The already weak moratorium is filled with loopholes. Existing concessions are specifically excluded from the moratorium, as are concessions that have already “received approval in principle” from the Minister of Forestry and the extension of existing permits. “National development” projects are excluded – the presidential decree includes a list: geothermal, oil and gas, electricity, land for rice and sugar cane.

The moratorium is part of Norway‘s US$1 billion dollar REDD deal with Indonesia. Norway has also promised US$250 million to Guyana and US$1 billion to Brazil.

In March 2011, members of civil society and members of parliament in Guyana wrote to Norway’s Minister of the Environment and International Development, Erik Solheim. The letter listed “eight key problems with the operation of the Memorandum of Understanding between the governments of Guyana and Norway”. Part of the problem is that deforestation is increasing in Guyana and the first project in President Bharat Jagdeo’s Low Carbon Development Strategy is a controversial hydropower dam in the middle of the rainforest. Construction of the access road has started, but is way behind schedule and the project is plagued with allegations of corruption and mishandling of funds.

The letter generated a large amount of discussion inside and outside Guyana. Almost two months after receiving the letter, Solheim replied, but wrote that, “It will not be possible to go into the details of your letter here”. Now Solheim has received another letter, requesting that he provides a detailed reply to the eight problems.

In Brazil, things are looking even worse. The rate of deforestation, which had fallen in recent years, shot back up this year. In March and April, nearly 593 square kilometres of forest were cleared – an increase of 470 per cent compared to the same two months last year.

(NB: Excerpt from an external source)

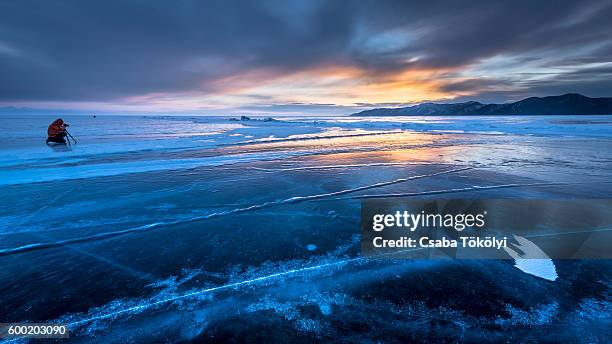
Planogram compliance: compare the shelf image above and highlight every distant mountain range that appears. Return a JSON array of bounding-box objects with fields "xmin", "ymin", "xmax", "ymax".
[{"xmin": 351, "ymin": 93, "xmax": 612, "ymax": 116}]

One possible reason for the dramatic increase is that the increase in deforestation is the fact that the government has been discussing dramatically weakening the country’s forest code. Ranchers are clearing forest anticipating that the weakened forest code will be passed and that an amnesty will be granted for previous illegal logging. On 24 May 2011, Brazil’s House of Congress approved the amended forest code. It now goes to the Senate and, if approved there, requires the approval of Brazil’s president Dilma Rousseff.

The debate surrounding Brazil’s Forest Code (see article in this issue) reveals one of the perverse incentives of REDD. Governments with good laws in place, with good governance and with decreasing rates of deforestation stand to gain little from REDD. But with deforestation soaring, Brazil might just do very well out of REDD.

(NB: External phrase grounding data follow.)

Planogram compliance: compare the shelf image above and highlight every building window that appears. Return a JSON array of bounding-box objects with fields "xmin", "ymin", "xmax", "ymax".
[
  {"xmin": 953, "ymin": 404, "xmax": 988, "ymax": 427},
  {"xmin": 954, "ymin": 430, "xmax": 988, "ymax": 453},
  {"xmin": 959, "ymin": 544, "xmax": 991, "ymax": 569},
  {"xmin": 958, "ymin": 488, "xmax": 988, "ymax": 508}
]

Meanwhile Brazil continues to push ahead with the Belo Monte hydropower dam, that has been opposed for 20 years by the indigenous peoples living in the Xingú watershed. Brazil is also pushing to include “forests in exhaustion” in the clean development mechanism – a proposal that amounts to no more than a subsidy for industrial tree plantations.

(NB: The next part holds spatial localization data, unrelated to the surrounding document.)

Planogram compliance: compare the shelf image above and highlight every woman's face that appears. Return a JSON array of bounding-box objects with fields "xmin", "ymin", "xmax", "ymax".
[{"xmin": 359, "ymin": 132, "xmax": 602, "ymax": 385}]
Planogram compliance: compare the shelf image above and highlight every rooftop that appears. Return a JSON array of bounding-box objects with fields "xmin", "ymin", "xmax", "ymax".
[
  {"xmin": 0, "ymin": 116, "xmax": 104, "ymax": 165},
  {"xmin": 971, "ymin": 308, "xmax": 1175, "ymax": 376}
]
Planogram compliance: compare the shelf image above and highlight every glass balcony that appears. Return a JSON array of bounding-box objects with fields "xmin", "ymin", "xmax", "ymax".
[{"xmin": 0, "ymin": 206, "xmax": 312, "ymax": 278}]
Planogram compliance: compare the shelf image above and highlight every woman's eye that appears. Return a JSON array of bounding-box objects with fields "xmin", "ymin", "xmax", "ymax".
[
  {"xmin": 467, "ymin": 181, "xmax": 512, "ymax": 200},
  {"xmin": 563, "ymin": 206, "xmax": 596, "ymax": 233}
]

Two great videos came out recently in Europe, highlighting different problems with the way REDD is currently developing. The first, produced by a Dutch TV programme, Keuringsdienst van Waarde, looked into carbon offsets and found that they could buy an area of Brazil’s rainforest for as little as one cent per square metre. The programme is fascinating, in turns shocking and funny, and raises a series of problems with the idea of carbon offsets.

For the second video, journalists from the London-based magazine Don’t Panic went undercover to see just how far Conservation International would go to help greenwash polluting corporations. Their first problem was that CI already works with a list of Corporate Partners that looks like a who’s who of planetary destruction, including ArcelorMittal, BHP Billiton, Cargill, Chevron, Goldman Sachs, Kimberly-Clark, McDonald’s, Monsanto, Rio Tinto, Shell and Wilmar International.

Don’t Panic’s journalists pretended to be representatives of Lockheed Martin, the world’s biggest arms manufacturer. Conservation International’s representative didn’t see any problems and suggested a “carbon offset strategy” and that “Lockheed Martin” could “offset” its polluting and deadly operations by buying a forest in Madagascar, Asia or Africa. Don’t Panic wanted to find out whether Conservation International is “any more than a green PR company?” The answer, clearly, is no.